CNRZ, Centre National de Recherches Zootechniques, Jouy-en-Josas, France.
For RNA isolations and primer extension work, total RNA was isolated from L. helveticus cells essentially as described by Vesanto et al. (26) or by using the RNeasy Mini and Midi kits (Qiagen). The primer extension analysis with a 5′-end-labeled fluorescein oligonucleotide (O1; Table 2) was performed with the A.L.F. DNA sequencer (Pharmacia) according to Vesanto et al. (27).
TABLE 2.
Oligonucleotides used
| Oligonucleotide | Nucleotide sequence (5′→3′) | Usea |
|---|---|---|
| O1 | CTTGAAGAGTATCTGCAGTGTAGTC | ldhD mRNA 5′-end mapping |
| O2 | ATTACGAATTCCAGTTAATGCCGCATTC | PCR |
| O3 | CTTAGGATCCGCTGGAATGATTATCGTG | PCR |
| O4 | GATAGGATCCTTACGCTATTCGAAAAGACG | PCR |
| O5 | TTGTCTGGGAATTCTTTACCTTC | PCR |
| O6 | CCCGCGGATCCTAATAATTATTATTTAGGTGA | PCR |
| O7 | GCATATCGATGTTTTTCCTAACAAAGGC | PCR |
| O8 | CGTATCTAGAATCTGGCTTTTCGCCG | PCR |
| O9 | TGCACGCAACTTAGTCTCTTG | PCR |
| O10 | GATAATTTTAACCATTCCTCATTATACGCTTC | R-PCR for ldhD-ldhL mRNA joint |
| O11 | TGAGGAATGGTTAAAATTATCACTAATAAAAAG | R-PCR for ldhD-ldhL mRNA joint |
| O12 | GAACGGATCCTTATTGACGAACCTTAACGC | PCR |
R-PCR, recombinant PCR.
Construction of an integration vector for L. helveticus ΔldhD strain.

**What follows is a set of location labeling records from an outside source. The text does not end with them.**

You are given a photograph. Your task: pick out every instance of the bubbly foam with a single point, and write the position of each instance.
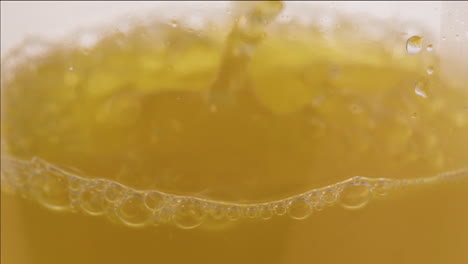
(60, 190)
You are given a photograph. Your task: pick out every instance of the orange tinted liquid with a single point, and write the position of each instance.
(174, 146)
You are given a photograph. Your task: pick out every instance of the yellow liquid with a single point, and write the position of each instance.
(274, 143)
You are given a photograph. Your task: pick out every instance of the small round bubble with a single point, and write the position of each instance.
(188, 214)
(115, 192)
(234, 213)
(154, 200)
(355, 196)
(132, 211)
(251, 212)
(91, 200)
(266, 212)
(280, 209)
(299, 209)
(330, 196)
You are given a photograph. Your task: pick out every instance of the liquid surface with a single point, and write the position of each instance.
(260, 142)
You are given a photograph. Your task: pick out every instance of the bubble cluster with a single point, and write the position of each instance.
(59, 190)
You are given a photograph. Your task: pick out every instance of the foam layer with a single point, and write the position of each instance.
(61, 190)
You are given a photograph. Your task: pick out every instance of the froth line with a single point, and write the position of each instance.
(61, 190)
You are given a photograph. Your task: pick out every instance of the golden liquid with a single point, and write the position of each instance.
(271, 143)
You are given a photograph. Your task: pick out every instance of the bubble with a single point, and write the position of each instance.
(217, 211)
(133, 212)
(266, 212)
(299, 209)
(314, 197)
(189, 214)
(320, 206)
(91, 200)
(154, 200)
(234, 213)
(251, 212)
(50, 189)
(421, 87)
(76, 183)
(115, 192)
(164, 215)
(355, 196)
(329, 196)
(430, 70)
(280, 209)
(414, 45)
(382, 188)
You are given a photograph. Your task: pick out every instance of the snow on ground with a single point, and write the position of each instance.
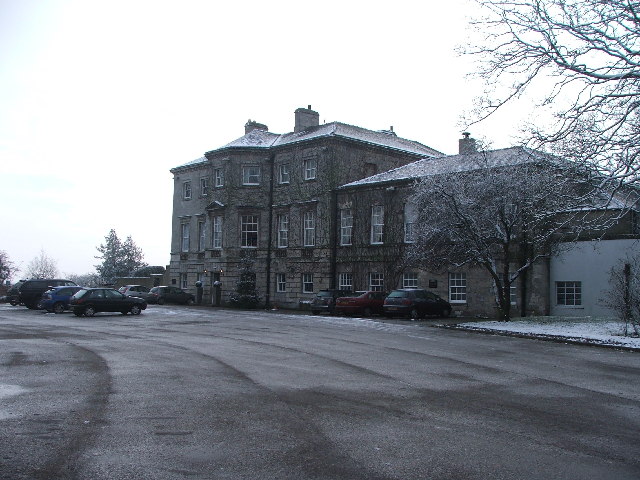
(579, 329)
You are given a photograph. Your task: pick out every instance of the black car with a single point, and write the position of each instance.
(89, 301)
(415, 303)
(162, 295)
(31, 291)
(325, 300)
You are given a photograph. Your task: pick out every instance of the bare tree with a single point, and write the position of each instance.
(585, 56)
(623, 295)
(42, 266)
(503, 211)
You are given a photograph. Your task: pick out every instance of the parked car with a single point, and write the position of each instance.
(89, 301)
(415, 303)
(325, 300)
(13, 294)
(161, 295)
(139, 291)
(361, 303)
(31, 291)
(57, 299)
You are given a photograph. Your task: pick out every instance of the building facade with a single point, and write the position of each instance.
(267, 201)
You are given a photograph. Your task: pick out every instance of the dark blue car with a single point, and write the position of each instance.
(57, 299)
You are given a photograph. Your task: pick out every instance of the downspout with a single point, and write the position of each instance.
(267, 297)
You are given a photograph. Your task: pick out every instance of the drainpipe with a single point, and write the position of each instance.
(267, 296)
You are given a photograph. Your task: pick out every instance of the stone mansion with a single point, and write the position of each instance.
(324, 206)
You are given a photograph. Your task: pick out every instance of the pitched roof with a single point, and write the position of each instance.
(263, 139)
(454, 163)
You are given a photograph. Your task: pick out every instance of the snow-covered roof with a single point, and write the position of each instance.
(455, 163)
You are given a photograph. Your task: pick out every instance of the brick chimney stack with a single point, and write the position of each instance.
(306, 118)
(467, 145)
(253, 125)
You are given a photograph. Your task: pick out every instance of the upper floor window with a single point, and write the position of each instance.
(376, 282)
(204, 186)
(186, 190)
(216, 232)
(283, 230)
(377, 224)
(251, 175)
(218, 177)
(569, 293)
(201, 235)
(249, 231)
(346, 226)
(457, 287)
(410, 280)
(345, 281)
(409, 222)
(310, 168)
(309, 229)
(283, 173)
(184, 237)
(307, 283)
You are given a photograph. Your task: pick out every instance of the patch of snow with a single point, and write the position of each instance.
(599, 331)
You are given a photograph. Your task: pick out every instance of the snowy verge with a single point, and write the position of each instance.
(583, 330)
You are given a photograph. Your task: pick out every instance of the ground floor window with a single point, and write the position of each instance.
(307, 283)
(569, 293)
(457, 287)
(410, 280)
(376, 282)
(345, 281)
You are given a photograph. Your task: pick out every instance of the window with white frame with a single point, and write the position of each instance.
(216, 232)
(376, 282)
(307, 283)
(410, 280)
(283, 173)
(201, 235)
(377, 224)
(346, 226)
(283, 230)
(249, 231)
(186, 190)
(251, 175)
(345, 281)
(457, 287)
(410, 216)
(184, 237)
(218, 177)
(204, 186)
(309, 229)
(310, 168)
(569, 293)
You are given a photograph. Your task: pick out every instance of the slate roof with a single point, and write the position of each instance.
(454, 163)
(263, 139)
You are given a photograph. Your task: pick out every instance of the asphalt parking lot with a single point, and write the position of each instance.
(200, 393)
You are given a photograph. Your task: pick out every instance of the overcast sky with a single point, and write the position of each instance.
(99, 99)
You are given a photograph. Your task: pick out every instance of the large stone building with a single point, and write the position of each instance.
(269, 200)
(327, 206)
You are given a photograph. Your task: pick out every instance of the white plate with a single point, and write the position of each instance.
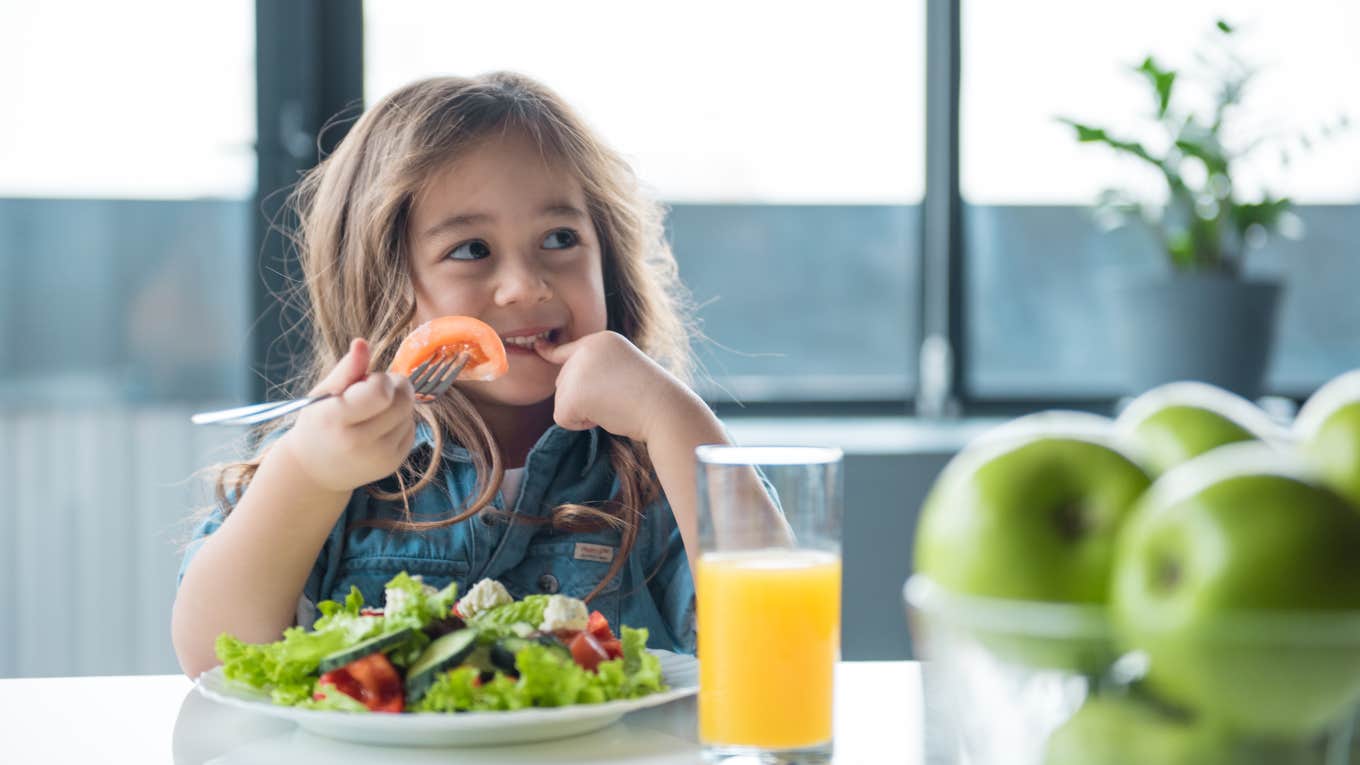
(463, 728)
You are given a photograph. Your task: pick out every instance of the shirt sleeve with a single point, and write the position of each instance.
(200, 534)
(318, 580)
(671, 581)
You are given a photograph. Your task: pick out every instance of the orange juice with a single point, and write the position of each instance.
(769, 639)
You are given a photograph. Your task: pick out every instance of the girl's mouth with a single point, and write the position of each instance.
(524, 343)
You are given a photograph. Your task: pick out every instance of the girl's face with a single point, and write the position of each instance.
(502, 234)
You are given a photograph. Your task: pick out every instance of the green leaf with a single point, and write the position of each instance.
(497, 622)
(1162, 82)
(1090, 134)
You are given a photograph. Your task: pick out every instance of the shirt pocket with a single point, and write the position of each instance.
(571, 568)
(371, 573)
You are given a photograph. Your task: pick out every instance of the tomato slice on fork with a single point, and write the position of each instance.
(448, 336)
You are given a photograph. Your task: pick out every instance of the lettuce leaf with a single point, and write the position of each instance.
(499, 621)
(548, 678)
(332, 700)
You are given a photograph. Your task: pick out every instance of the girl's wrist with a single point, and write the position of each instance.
(295, 467)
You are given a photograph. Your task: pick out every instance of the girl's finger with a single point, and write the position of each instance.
(369, 399)
(400, 437)
(351, 368)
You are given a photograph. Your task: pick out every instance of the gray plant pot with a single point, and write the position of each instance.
(1209, 328)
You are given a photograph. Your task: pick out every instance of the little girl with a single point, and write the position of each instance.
(573, 473)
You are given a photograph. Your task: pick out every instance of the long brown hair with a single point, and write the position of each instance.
(351, 241)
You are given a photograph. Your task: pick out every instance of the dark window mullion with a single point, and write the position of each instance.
(309, 68)
(941, 370)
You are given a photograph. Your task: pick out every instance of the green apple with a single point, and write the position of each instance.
(1328, 430)
(1126, 730)
(1171, 424)
(1239, 580)
(1030, 512)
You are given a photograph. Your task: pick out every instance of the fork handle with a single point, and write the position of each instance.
(255, 413)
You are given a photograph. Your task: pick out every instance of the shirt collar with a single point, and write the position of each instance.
(554, 438)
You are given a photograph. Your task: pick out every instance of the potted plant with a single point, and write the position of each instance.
(1209, 320)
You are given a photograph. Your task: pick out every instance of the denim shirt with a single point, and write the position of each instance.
(652, 590)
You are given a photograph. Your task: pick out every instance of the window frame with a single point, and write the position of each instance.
(310, 83)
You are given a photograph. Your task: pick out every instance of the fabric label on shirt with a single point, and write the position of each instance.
(597, 553)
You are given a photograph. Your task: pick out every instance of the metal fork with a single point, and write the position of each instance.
(430, 380)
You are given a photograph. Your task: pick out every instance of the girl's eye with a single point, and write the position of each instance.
(562, 238)
(476, 249)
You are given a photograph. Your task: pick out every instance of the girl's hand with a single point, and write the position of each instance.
(361, 434)
(607, 381)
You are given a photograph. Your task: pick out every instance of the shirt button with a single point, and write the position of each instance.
(548, 583)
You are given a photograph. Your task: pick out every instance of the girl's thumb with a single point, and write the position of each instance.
(350, 369)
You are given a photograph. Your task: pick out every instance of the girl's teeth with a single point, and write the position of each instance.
(525, 340)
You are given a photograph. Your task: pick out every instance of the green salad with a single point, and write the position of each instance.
(427, 651)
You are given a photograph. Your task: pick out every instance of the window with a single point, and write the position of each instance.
(127, 173)
(1035, 260)
(792, 162)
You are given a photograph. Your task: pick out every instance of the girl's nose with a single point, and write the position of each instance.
(521, 283)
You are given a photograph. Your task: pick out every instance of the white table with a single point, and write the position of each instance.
(162, 719)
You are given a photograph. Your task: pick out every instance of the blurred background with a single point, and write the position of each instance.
(890, 233)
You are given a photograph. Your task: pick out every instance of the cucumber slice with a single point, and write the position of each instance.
(361, 649)
(439, 656)
(506, 648)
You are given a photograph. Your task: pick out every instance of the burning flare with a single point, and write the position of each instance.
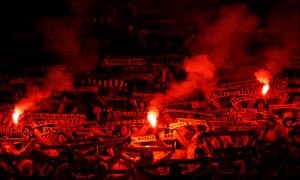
(152, 117)
(264, 77)
(265, 89)
(16, 116)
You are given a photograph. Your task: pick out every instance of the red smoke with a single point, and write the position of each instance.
(200, 76)
(58, 78)
(62, 36)
(283, 29)
(225, 40)
(264, 77)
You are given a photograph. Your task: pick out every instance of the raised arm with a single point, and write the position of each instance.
(129, 159)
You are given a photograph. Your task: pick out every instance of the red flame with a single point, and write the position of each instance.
(152, 117)
(264, 77)
(16, 116)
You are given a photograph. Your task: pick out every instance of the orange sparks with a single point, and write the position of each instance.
(264, 77)
(15, 116)
(152, 117)
(265, 89)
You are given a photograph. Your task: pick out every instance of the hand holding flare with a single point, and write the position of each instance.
(264, 77)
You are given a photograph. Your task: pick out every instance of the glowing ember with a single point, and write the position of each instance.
(16, 115)
(152, 117)
(265, 89)
(264, 77)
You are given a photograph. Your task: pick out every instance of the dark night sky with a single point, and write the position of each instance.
(19, 16)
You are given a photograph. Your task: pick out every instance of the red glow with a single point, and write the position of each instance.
(16, 116)
(264, 77)
(265, 89)
(152, 117)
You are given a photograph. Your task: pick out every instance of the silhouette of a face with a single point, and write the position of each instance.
(147, 155)
(124, 130)
(198, 153)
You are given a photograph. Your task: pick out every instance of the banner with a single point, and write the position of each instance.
(52, 116)
(130, 113)
(142, 69)
(148, 138)
(66, 130)
(58, 122)
(146, 76)
(177, 125)
(123, 62)
(127, 122)
(191, 121)
(243, 92)
(10, 130)
(245, 110)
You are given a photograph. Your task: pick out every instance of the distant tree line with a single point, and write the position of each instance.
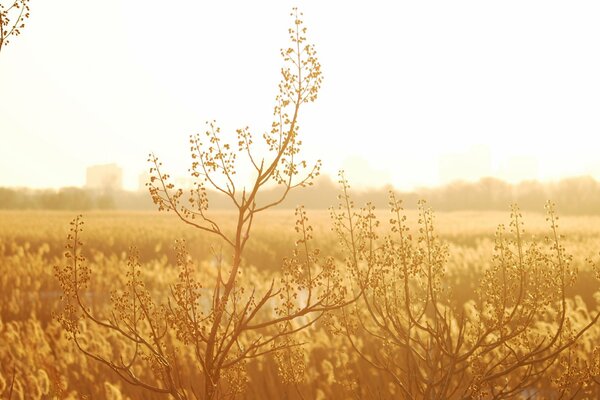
(580, 195)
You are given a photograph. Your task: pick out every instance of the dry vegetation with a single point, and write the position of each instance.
(360, 303)
(37, 353)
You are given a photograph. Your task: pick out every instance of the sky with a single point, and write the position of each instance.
(415, 93)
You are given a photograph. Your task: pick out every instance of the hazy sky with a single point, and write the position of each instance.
(408, 86)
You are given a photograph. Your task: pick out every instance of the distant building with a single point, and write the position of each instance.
(520, 168)
(104, 177)
(470, 165)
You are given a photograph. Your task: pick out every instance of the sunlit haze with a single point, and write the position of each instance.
(414, 94)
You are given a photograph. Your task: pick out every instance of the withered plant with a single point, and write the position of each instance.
(217, 320)
(13, 14)
(503, 344)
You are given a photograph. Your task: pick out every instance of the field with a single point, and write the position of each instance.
(37, 360)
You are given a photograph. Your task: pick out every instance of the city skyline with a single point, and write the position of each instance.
(398, 94)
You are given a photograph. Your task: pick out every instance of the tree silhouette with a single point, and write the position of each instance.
(238, 321)
(13, 14)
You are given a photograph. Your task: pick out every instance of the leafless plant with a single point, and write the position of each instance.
(236, 322)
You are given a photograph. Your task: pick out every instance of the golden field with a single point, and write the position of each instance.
(35, 351)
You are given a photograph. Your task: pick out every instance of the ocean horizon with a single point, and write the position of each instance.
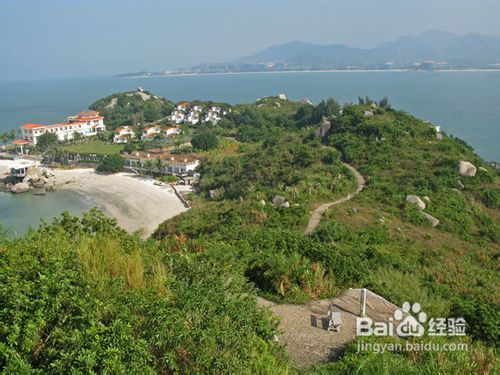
(463, 103)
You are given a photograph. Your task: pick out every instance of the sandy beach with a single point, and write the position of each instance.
(135, 202)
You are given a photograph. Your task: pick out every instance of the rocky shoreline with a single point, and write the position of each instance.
(38, 180)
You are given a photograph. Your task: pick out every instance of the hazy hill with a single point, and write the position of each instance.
(458, 50)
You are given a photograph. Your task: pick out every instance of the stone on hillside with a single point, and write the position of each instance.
(112, 104)
(21, 187)
(278, 200)
(431, 219)
(143, 95)
(413, 199)
(466, 169)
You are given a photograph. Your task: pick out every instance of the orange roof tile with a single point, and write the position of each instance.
(32, 126)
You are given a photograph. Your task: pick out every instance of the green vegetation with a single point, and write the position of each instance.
(132, 108)
(111, 164)
(94, 146)
(47, 142)
(82, 293)
(7, 137)
(204, 141)
(83, 296)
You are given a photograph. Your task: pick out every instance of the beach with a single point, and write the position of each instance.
(135, 202)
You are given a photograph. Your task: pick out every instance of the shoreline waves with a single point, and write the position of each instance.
(135, 202)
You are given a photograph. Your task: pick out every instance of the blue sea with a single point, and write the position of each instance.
(465, 104)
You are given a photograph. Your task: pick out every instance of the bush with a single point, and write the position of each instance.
(111, 164)
(205, 141)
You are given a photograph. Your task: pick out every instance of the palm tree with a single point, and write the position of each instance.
(159, 165)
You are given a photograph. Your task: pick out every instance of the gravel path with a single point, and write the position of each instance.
(303, 327)
(318, 212)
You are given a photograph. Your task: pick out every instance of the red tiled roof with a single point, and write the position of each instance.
(86, 113)
(82, 118)
(32, 126)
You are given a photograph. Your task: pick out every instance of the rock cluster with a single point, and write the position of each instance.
(36, 178)
(280, 201)
(414, 199)
(466, 169)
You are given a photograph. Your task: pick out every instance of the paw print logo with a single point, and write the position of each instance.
(412, 324)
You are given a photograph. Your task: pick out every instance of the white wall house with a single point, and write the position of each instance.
(193, 118)
(177, 117)
(123, 134)
(166, 132)
(151, 132)
(86, 123)
(212, 117)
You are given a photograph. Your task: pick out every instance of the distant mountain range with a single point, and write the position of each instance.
(430, 50)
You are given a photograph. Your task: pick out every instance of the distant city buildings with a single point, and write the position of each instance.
(86, 124)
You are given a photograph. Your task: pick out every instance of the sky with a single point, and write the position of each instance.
(43, 39)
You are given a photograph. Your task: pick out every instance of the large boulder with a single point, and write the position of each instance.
(414, 199)
(431, 219)
(305, 101)
(466, 169)
(278, 200)
(21, 187)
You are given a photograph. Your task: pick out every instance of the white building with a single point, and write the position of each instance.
(85, 123)
(212, 117)
(123, 134)
(193, 118)
(177, 117)
(167, 132)
(151, 132)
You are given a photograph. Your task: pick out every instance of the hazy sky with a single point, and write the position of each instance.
(69, 38)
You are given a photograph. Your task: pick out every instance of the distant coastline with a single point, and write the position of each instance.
(152, 75)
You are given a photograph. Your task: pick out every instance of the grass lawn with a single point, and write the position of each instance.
(94, 147)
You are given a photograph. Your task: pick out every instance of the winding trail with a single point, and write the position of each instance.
(318, 212)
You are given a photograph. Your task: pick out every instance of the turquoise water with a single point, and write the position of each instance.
(465, 104)
(18, 212)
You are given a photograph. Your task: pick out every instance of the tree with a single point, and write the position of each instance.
(111, 164)
(385, 103)
(47, 142)
(205, 141)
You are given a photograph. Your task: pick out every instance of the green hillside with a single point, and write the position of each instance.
(84, 295)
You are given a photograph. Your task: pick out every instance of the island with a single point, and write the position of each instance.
(299, 222)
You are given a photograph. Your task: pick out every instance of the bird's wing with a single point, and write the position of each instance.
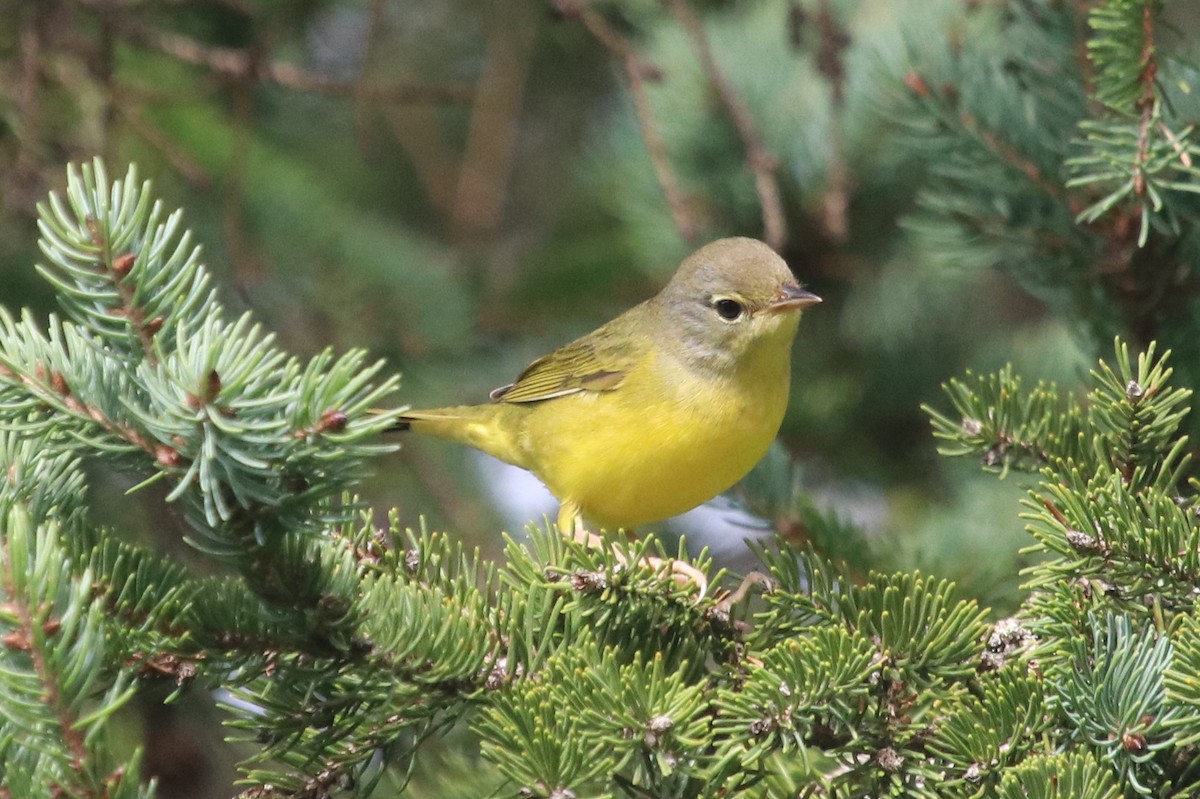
(591, 364)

An ldhD promoter deletion strain of L. helveticus was constructed using a gene replacement method (3). The strategy was to construct an integration vector containing the ldhD gene and its upstream region with a 0.6-kb deletion covering the ldhD promoter region. Briefly, a 0.9-kb fragment from the ldhD upstream region was amplified using primers O2 and O3 (Table 2), and a 0.8-kb downstream fragment from the ldhD structural gene was amplified with primer pair O4 and O5 (Table 2). The 0.9- and 0.8-kb fragments were ligated at their BamHI sites and amplified by PCR, followed by EcoRI digestion and ligation with pSA3. The resulting integration vector was designated pKTH2154 after cloning into E. coli.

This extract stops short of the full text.